Is the picture supposed to be labeled "logaritmic time"? Methinks not.

This picture looks nice, but it is rather bare in its description. There are large chunks of the graph listed in which nothing happens. Might it be better, perhaps, to split the picture into separate portions, with each portion linking to different area of the timeline of the Big Bang article? --Modemac 14:51, 13 Feb 2005 (UTC)

This is a fabulous depiction that may be overlooked by a lot of people who don't understand how to read it.
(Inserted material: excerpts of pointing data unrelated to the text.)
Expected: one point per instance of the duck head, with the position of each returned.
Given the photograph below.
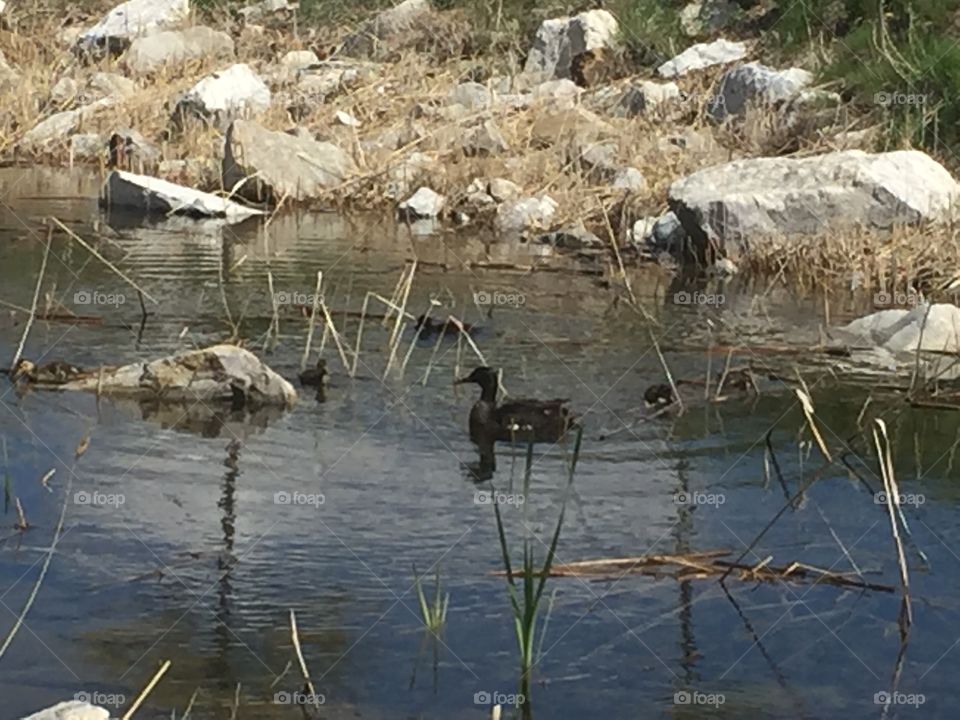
(486, 378)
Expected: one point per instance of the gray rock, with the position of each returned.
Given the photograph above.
(758, 85)
(175, 47)
(703, 55)
(130, 20)
(71, 710)
(424, 203)
(484, 139)
(265, 165)
(146, 194)
(629, 179)
(502, 190)
(644, 97)
(379, 34)
(559, 40)
(515, 216)
(236, 92)
(732, 205)
(213, 374)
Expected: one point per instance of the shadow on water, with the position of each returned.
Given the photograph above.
(201, 563)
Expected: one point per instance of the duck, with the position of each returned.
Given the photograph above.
(52, 373)
(524, 420)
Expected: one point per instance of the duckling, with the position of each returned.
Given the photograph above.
(519, 420)
(314, 377)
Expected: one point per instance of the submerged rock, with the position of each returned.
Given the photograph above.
(263, 165)
(71, 710)
(218, 373)
(560, 40)
(729, 206)
(900, 331)
(231, 93)
(130, 20)
(756, 84)
(703, 55)
(145, 194)
(174, 47)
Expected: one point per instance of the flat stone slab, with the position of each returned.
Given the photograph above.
(146, 194)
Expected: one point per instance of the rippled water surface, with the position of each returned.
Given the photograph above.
(200, 565)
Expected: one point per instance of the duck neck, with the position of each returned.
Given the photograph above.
(488, 391)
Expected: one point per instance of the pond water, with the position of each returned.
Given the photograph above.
(176, 547)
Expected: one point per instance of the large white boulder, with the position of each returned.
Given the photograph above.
(71, 710)
(732, 205)
(146, 194)
(703, 55)
(218, 373)
(904, 331)
(756, 84)
(560, 40)
(173, 47)
(222, 96)
(264, 166)
(132, 19)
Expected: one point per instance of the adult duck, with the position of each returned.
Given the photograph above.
(521, 421)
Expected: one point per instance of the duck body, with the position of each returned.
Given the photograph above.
(521, 421)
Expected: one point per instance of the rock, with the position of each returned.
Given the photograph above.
(484, 139)
(299, 168)
(235, 92)
(64, 91)
(130, 20)
(559, 40)
(386, 32)
(345, 118)
(424, 203)
(900, 331)
(103, 85)
(412, 170)
(572, 238)
(731, 205)
(150, 195)
(554, 126)
(755, 84)
(703, 55)
(502, 190)
(222, 373)
(644, 97)
(629, 179)
(515, 216)
(174, 47)
(71, 710)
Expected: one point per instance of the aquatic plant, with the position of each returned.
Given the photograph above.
(526, 595)
(435, 614)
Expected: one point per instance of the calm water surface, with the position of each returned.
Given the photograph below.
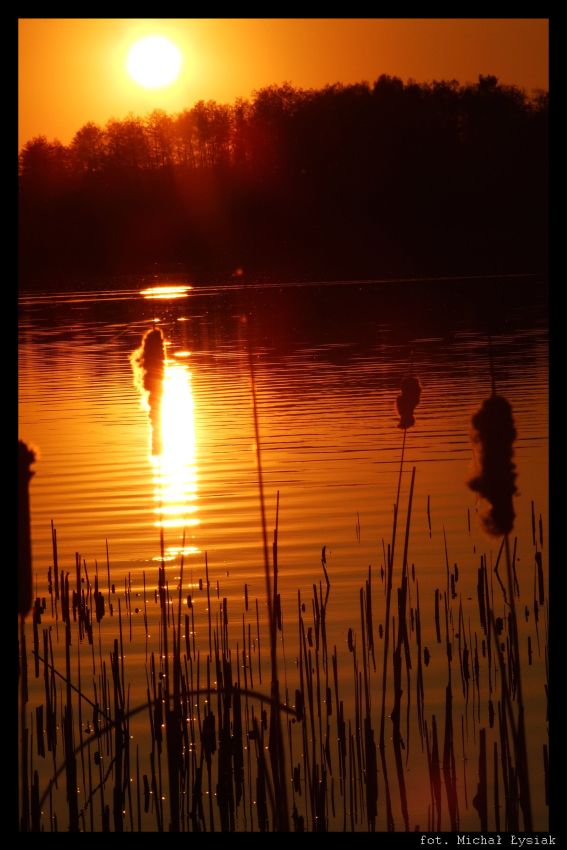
(328, 362)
Since it is a logarthmic scale, it really represents how long something happens. For example, inflation occurs over an epoch that's one hundred times the local age of the universe. This means that if inflation were scaled to our timeframe it would be occurring over a trillion years or so. The beauty of this time line is if you understand logarithmic scaling than you can get a feel for the immense amounts of time all of these processes took place over. This perspective gets obscured by people who think in absolute terms and rely on the first three minutes as a "short" period of time, when really it represented the majority of the universe's history. --ScienceApologist 16:23, 15 December 2005 (UTC)

Epoch of NucleosynthesisEdit

Surely the epoch of nucleosynthesis is 100-300 s or so, as per Big Bang nucleosynthesis? Why is it being labelled as covering most of the first 300,000 years? Or is my brain melting again? --Bth

Can anyone explain how the elements were formed? Jake200493 (talk) 16:08, 22 January 2009 (UTC)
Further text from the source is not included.